Thomas Wilfred Sharp (1901 – 1978) was an English urban planner and writer. He was born in Bishop Auckland in County Durham, England. He attended the local grammar school and then spent four years working for the borough surveyor. He later became regional planning assistant to the South West Lancashire Regional Advisory Group, but after credit for his vast report was given, as was traditional, to the honorary surveyor, he angrily resigned, and was unable to find work for two years.
Sharp used this enforced leisure to write Town and Countryside (1932), which established him as a formidable polemicist. He challenged the popular garden city movement, which sought to unite town and country, by insisting on their separate individuality. He finished the book in the family home in County Durham, an area which was a lifelong inspiration to him.
Sharp thought the man-made landscape of England the most beautiful in the world and the English village as the perfection of the village idea. His thoughts in this area were expressed in English Panorama (1936), written after an unplanned move into the University of Durham's architectural department in Newcastle. Here also he edited the Shell Guide to Northumberland and Durham (1937) and produced his celebrated Town Planning (1940), a Pelican Book that sold 250,000 copies.

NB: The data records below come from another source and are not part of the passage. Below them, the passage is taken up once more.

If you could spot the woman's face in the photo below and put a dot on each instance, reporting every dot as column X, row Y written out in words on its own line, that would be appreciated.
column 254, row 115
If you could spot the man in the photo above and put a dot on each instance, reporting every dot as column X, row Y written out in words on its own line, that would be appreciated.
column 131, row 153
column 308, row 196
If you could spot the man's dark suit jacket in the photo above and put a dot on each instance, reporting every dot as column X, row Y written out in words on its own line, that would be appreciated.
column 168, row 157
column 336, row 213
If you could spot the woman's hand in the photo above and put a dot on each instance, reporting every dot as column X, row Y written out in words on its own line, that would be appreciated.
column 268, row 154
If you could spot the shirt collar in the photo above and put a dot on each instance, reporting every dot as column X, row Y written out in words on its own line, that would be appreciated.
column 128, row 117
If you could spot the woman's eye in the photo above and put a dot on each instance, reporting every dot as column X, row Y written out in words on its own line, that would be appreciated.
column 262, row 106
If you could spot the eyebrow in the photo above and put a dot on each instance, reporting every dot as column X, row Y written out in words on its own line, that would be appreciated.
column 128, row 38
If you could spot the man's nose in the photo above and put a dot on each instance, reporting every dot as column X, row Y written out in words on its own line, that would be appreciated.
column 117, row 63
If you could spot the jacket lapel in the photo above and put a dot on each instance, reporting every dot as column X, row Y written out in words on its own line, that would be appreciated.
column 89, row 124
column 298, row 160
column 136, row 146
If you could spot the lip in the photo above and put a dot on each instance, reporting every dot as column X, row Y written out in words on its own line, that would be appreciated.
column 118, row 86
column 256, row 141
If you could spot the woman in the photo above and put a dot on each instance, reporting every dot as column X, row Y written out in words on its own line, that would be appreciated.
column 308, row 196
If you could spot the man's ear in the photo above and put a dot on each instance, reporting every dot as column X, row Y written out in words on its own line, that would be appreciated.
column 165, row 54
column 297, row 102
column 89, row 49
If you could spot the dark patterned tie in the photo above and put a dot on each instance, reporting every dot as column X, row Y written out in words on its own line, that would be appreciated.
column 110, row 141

Sharp made a major contribution to the Scott report which laid the foundations for post-war countryside protection. He later wrote The Anatomy of the Village (1946), which became a classic on the subject of village design. His notions of townscape, then a novel concept, was perfect in his analyses of historic towns and cities – notably Durham, Exeter, Oxford, Salisbury and Chichester.
Latterly, Sharp was a consultant based in Oxford, but his inability to compromise made employment hard to find. He spent his time on poems and novels, for the most part unpublished. His last planning book was Town and Townscape (1968).